Neither human nor organic
However, none of this is enough in an industry like textiles, where opacity remains an integral part of the system. The supply chain is buried by endless intermediaries who distort reality, a reality that is sometimes ignored in order to keep production costs low. Added to this is greenwashing, which is not only focused on talking about sustainability to hide much less flattering data; it also serves to prioritize the environmental aspect and thus ignores the human issue. It is not enough for cotton to be organic if it is picked by children, that is clear, but in too many cases even organic cotton is not really organic and, if it is, it hides certain facts that companies do not want to be revealed.
The Transparentem report details how many of these large suppliers in India boast that their cotton is “clean,” when in fact the NGO presents evidence not only of the use of pesticides and other toxic products, but also of the damage to the health of the forced laborers who pick it, many of whom are children.
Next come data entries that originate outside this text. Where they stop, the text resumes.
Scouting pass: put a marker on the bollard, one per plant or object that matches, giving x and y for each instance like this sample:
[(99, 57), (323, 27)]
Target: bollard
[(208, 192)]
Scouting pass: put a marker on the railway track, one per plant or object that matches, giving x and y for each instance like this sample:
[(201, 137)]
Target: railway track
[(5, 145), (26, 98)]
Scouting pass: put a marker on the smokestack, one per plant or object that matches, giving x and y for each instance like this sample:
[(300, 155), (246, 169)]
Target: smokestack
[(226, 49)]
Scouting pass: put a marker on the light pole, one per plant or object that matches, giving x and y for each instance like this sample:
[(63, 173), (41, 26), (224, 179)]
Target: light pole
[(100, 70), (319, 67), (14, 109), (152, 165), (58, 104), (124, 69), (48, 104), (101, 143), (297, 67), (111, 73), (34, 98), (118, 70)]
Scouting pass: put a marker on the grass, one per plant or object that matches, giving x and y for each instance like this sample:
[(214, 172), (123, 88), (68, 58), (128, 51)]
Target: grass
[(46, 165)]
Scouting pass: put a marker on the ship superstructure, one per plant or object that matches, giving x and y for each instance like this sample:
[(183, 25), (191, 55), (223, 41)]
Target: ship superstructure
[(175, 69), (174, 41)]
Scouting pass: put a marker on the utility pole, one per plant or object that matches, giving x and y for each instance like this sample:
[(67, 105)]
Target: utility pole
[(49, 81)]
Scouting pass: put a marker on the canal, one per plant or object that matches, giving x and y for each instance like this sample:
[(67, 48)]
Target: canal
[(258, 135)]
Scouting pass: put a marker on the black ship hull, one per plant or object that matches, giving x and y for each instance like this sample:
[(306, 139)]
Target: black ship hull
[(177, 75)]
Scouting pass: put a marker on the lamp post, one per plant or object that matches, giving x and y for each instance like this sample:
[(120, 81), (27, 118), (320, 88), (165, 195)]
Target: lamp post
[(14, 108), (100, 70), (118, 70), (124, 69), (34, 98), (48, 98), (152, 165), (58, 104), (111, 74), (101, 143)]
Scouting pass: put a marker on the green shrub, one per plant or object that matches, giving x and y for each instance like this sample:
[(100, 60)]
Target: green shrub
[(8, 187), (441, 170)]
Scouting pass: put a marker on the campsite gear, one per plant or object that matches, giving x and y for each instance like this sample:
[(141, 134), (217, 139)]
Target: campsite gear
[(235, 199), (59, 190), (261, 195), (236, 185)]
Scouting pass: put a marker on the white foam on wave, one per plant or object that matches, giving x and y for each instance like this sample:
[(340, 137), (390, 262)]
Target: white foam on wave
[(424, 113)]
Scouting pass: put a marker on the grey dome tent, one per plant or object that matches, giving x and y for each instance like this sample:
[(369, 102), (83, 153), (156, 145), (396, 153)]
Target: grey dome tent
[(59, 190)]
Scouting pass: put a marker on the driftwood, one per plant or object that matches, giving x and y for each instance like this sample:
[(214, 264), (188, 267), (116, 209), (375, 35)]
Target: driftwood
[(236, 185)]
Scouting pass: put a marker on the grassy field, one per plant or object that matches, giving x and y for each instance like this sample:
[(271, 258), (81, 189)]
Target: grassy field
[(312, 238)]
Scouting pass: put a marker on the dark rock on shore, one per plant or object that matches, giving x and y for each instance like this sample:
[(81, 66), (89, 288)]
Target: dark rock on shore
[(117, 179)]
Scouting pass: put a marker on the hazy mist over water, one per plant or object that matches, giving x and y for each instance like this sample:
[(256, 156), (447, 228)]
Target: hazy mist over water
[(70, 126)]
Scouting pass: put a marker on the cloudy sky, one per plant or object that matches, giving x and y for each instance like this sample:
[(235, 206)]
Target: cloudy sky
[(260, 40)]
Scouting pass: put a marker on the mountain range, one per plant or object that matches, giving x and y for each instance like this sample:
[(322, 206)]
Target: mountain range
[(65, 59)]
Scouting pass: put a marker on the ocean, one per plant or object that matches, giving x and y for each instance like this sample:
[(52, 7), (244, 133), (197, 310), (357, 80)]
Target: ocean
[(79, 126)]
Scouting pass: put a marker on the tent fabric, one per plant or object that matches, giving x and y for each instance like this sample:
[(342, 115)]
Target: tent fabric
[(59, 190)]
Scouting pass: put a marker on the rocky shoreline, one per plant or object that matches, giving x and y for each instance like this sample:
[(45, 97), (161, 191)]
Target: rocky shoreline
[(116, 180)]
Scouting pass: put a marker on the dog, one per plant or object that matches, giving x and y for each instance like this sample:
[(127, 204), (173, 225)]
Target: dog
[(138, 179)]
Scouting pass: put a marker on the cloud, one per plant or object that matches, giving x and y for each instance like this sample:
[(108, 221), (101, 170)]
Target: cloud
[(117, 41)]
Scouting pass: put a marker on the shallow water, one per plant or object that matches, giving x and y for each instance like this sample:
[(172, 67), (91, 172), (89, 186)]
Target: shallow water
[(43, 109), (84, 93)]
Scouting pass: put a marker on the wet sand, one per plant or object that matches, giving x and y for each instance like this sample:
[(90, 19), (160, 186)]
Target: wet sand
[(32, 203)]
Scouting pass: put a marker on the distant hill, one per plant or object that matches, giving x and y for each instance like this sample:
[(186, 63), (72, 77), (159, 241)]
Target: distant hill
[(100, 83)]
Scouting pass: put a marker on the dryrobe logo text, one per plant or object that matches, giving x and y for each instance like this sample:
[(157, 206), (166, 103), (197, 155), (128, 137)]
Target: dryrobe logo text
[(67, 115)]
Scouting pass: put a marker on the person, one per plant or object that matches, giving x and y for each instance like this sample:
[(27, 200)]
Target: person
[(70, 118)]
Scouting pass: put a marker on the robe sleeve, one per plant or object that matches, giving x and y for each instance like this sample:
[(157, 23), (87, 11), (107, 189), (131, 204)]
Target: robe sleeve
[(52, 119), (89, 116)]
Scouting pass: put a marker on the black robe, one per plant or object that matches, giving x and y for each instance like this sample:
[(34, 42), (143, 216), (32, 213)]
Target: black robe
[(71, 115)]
Perhaps the most egregious recent case in this regard is that of the Swiss company Better Cotton, the world’s leading provider of ethical cotton certification, which was called into question last summer following an investigation by the British NGO Earthsight that linked it to “deforestation, land grabbing, and violence against communities” in the Cerrado region of Brazil: 816,000 tons of cotton were identified that did not meet the accreditation requirements and that ended up being transformed into almost 250 million finished garments by eight Asian companies that make clothes for major global chains. “Inditex garments only use cotton validated by external certifiers and we have committed to using only cotton with a lower impact by 2030, whether organic, regeneratively grown, recycled, or new generation,” explains the company, which last year disassociated itself from Better Cotton and issued a letter to the company demanding explanations. “We encourage our suppliers to prioritize the use of cotton from producers that Inditex has selected based on their social and environmental compliance, certified by independent third parties and with full traceability,” it added.
“It has become abundantly clear that crime related to the products we consume must be tackled through regulation, not through consumer choices. This means that legislators in consumer countries should implement strict laws,” explained Sam Lawson, director of Earthsight, in the report. In the absence of legislation, it is still very difficult to know how and under what conditions a garment is made, or if it is organic, even, as in the case of Better Cotton, even if its label certifies it. In this context, the only criterion for detecting shady and illegal activities in the supply chain is, for the consumer, to use logic. That is, to look at the price tag; no very cheap garment is a fairly produced garment.